INDICATIONS and Selection of Patients for Conduction of Urodynamics
- Patients in whom potential therapy may be hazardous where one would want to be sure of the correct diagnosis before instituting therapy
- Patients with recurrent incontinence in whom surgery is planned
- Patients with incontinence and a confusing mix of stress and urge symptoms and those with associated voiding problems
- Patients with neurologic disorders and those with a mismatch between symptoms and clinical findingsPatients with LUTS suggestive of bladder outlet obstruction
- Patients with LUTS who have both obstructive and marked instability symptoms
- Patients with obstructive LUTS and neurologic disease- Young men with LUTS
- Neurologically impaired patients who have neurogenic bladder dysfunction
Preparation of Patient
- Prestudy discussion of the study technique and counseling about the risks are appropriate
- History and physical examination
- During the study, the patient should understand what information we are trying to collect sufficiently to be able to volunteer timely responses to changing events.
- Urine c/s : no growth
- Bowel preparation
The Urodynamics Room
- The room used for urodynamics should be without distractions, quiet, and protected from unnecessary interruptions.
- The room should be large enough for the physician
- To perform a physical and pelvic examination,
- To place catheters, and
- To move unencumbered within the room
- One should always take into account the need for sufficient room to allow for wheelchairs and assist devices such as walkers.

Urodynamic Equipment
- Three measurement channels
- Two for pressure and
- One for flow;
- A display (on either a printer or a monitor); and
- A method for secure storage of the recorded pressures (abdominal, vesicle, detrusor) and
- Flow measurements as tracings against time ( schafer et al, 2002 )
Catheters
- The standard catheter for routine urodynamics is a transurethral, double-lumen catheter.
- This allows the fill and void sequence to be repeated without recatheterization.
- Similarly sized triple-lumen catheters are available that allow bladder filling, intravesical pressure measurement, and urethral pressure recording.
- The use of a balloon catheter is best for the measurement of abdominal pressure.
- An air-free balloon in the rectum or in the vagina in women
- The balloon maintains a small fluid volume at the catheter opening to avoid fecal blockage preventing pressure transmission
Types of Flowmeter
- Gravimetric flowmeters operate by measuring the weight of the collected fluid or by measuring the hydrostatic pressure at the base of the collecting cylinder.
- The electronic dip stick flowmeter measures the electrical capacitance of a dipstick mounted in a collecting chamber.
- In the rotating disk flowmeter the voided fluid is directed onto a rotating disk.
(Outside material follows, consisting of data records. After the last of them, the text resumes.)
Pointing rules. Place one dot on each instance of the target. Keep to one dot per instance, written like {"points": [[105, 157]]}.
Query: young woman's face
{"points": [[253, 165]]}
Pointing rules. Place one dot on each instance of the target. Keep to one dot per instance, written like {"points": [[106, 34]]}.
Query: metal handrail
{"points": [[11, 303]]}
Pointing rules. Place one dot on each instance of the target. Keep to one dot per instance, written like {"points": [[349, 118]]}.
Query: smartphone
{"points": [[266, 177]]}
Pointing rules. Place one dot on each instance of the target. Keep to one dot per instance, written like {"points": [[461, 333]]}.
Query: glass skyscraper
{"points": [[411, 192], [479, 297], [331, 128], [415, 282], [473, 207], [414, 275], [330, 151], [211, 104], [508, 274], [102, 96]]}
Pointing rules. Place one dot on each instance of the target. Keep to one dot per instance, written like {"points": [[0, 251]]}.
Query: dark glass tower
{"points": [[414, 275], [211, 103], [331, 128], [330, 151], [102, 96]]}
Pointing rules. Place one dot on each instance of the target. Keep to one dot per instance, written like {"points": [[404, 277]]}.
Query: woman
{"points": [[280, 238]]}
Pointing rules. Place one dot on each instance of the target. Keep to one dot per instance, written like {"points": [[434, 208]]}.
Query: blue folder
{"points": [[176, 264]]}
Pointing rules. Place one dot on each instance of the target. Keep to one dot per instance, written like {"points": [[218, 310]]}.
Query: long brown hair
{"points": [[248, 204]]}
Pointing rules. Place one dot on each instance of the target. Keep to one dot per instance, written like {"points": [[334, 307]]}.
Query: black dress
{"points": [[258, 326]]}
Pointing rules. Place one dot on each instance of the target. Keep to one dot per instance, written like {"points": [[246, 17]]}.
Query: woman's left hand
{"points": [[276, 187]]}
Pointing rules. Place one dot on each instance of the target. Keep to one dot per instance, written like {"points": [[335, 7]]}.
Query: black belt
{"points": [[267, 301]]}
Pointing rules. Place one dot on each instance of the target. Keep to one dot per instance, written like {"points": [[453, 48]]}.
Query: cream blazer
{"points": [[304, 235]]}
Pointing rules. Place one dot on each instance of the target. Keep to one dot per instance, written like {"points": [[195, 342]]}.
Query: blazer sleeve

The power required to keep the disk rotating at a constant rate is measured and proportional to the mass flow rate of the fluid.
- Today, most available flowmeters are gravimetric or rotating disk transducers.
Uroflow
- Uroflowmetry is noninvasive, inexpensive, and invaluable in screening patients with voiding dysfunction.
- This noninvasive test should precede any other urodynamic studies.
- It is easy to perform and quickly provides data on both storage and voiding symptoms.
- Ideally, two or more tests should be performed, and the addition of a noninvasive postvoid residual volume measurement by ultrasound adds to the value of the study.
- The normal flow pattern is a continuous, bell-shaped, smooth curve with a rapidly increasing flow rate
- The typical obstructed flow pattern has a plateau-shaped curve with a prolonged flow time, sustained low flow rate, and increased time to Qmax.
- An intermittent flow pattern is one that has one or several episodes of flow increasing or decreasing (or ceasing completely) and is commonly secondary to abdominal straining or external sphincter spasm (e.g., detrusor-sphincter dyssynergia).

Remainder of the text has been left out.